Magnifica Humanitasno resuelve estas preguntas. Las agudiza. Y la tarea de construir un mundo más exigente comienza con la claridad para nombrar honestamente el presente y el coraje para rechazar sus supuestos más empobrecedores.

Notas y fuentes

[^1]: Papa León XIV,Magnifica Humanitas(Ciudad del Vaticano: Dicasterio para la Comunicación, mayo de 2025). Todas las citas de la encíclica provienen del texto oficial del Vaticano.

[^2]: Papa León XIV, declaraciones a periodistas a bordo del avión papal, mayo de 2025, ampliamente difundidas. Véase, por ejemplo, la cobertura de Catholic News Agency y Vatican News sobre la conferencia de prensa en vuelo del papa, mayo de 2025.

[^3]: Bessel van der Kolk,El cuerpo lleva la cuenta: cerebro, mente y cuerpo en la superación del trauma(Nueva York: Viking, 2014); Bruce Perry y Maia Szalavitz,El chico al que criaron como perro(Nueva York: Basic Books, 2006). Ambas obras documentan el estrechamiento de la capacidad adaptativa bajo la amenaza crónica y la ruptura relacional.

[^4]: Organización Mundial de la Salud,Informe Mundial sobre Salud Mental: Transformar la salud mental para todos(Ginebra: OMS, 2022). El informe identifica la pobreza, la desigualdad y la inversión insuficiente en infraestructura social como determinantes estructurales primarios de los resultados de salud mental a nivel poblacional.

[^5]: Ann S. Masten,Magia ordinaria: la resiliencia en el desarrollo(Nueva York: Guilford Press, 2015). El trabajo fundacional de Masten distingue la resiliencia como un proceso dinámico de adaptación positiva, no como mera resistencia ante la adversidad.

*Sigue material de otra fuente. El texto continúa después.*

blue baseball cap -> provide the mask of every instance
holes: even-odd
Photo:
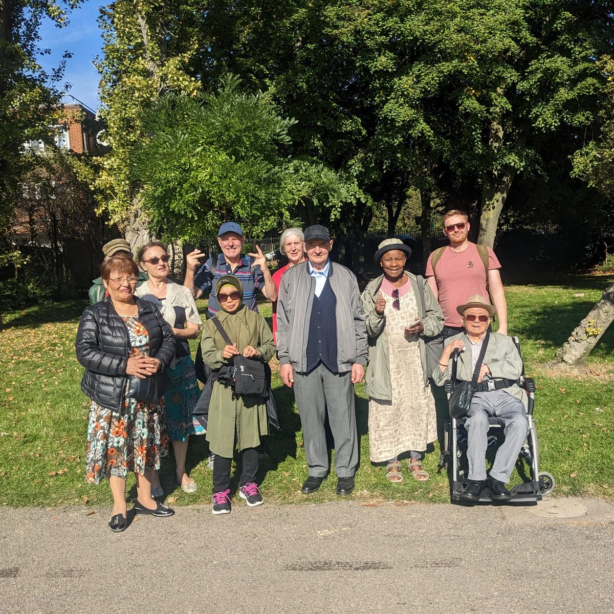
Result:
[[[239,236],[243,236],[243,231],[241,227],[236,222],[225,222],[220,227],[217,233],[218,236],[222,236],[227,232],[233,232]]]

[^6]: Catecismo de la Iglesia Católica, 2.ª ed. (Ciudad del Vaticano: Libreria Editrice Vaticana, 1997), §§ 1700–1715, sobre la dignidad y la vocación de la persona humana; véase también el Compendio de la Doctrina Social de la Iglesia (2004), §§ 132–159, sobre el desarrollo integral de la persona en comunidad.

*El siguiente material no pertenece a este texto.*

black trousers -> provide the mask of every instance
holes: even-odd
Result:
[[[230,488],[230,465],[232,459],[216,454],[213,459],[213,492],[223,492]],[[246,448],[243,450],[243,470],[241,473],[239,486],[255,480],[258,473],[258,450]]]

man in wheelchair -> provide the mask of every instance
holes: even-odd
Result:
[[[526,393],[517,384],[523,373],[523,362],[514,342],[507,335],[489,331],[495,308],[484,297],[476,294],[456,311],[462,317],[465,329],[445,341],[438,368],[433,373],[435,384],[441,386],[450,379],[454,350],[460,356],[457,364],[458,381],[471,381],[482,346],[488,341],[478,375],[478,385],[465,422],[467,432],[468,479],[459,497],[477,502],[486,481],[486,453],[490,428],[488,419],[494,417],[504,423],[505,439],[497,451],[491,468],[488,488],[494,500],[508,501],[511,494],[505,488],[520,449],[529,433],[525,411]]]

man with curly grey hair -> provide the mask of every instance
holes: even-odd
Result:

[^7]: Martin E. P. Seligman,Indefensión: sobre la depresión, el desarrollo y la muerte(San Francisco: W. H. Freeman, 1975); investigación posterior resumida en Seligman,Optimismo aprendido(Nueva York: Knopf, 1991). El modelo de indefensión aprendida demuestra que la percepción de incontrolabilidad de los eventos negativos genera déficits motivacionales y cognitivos generalizados.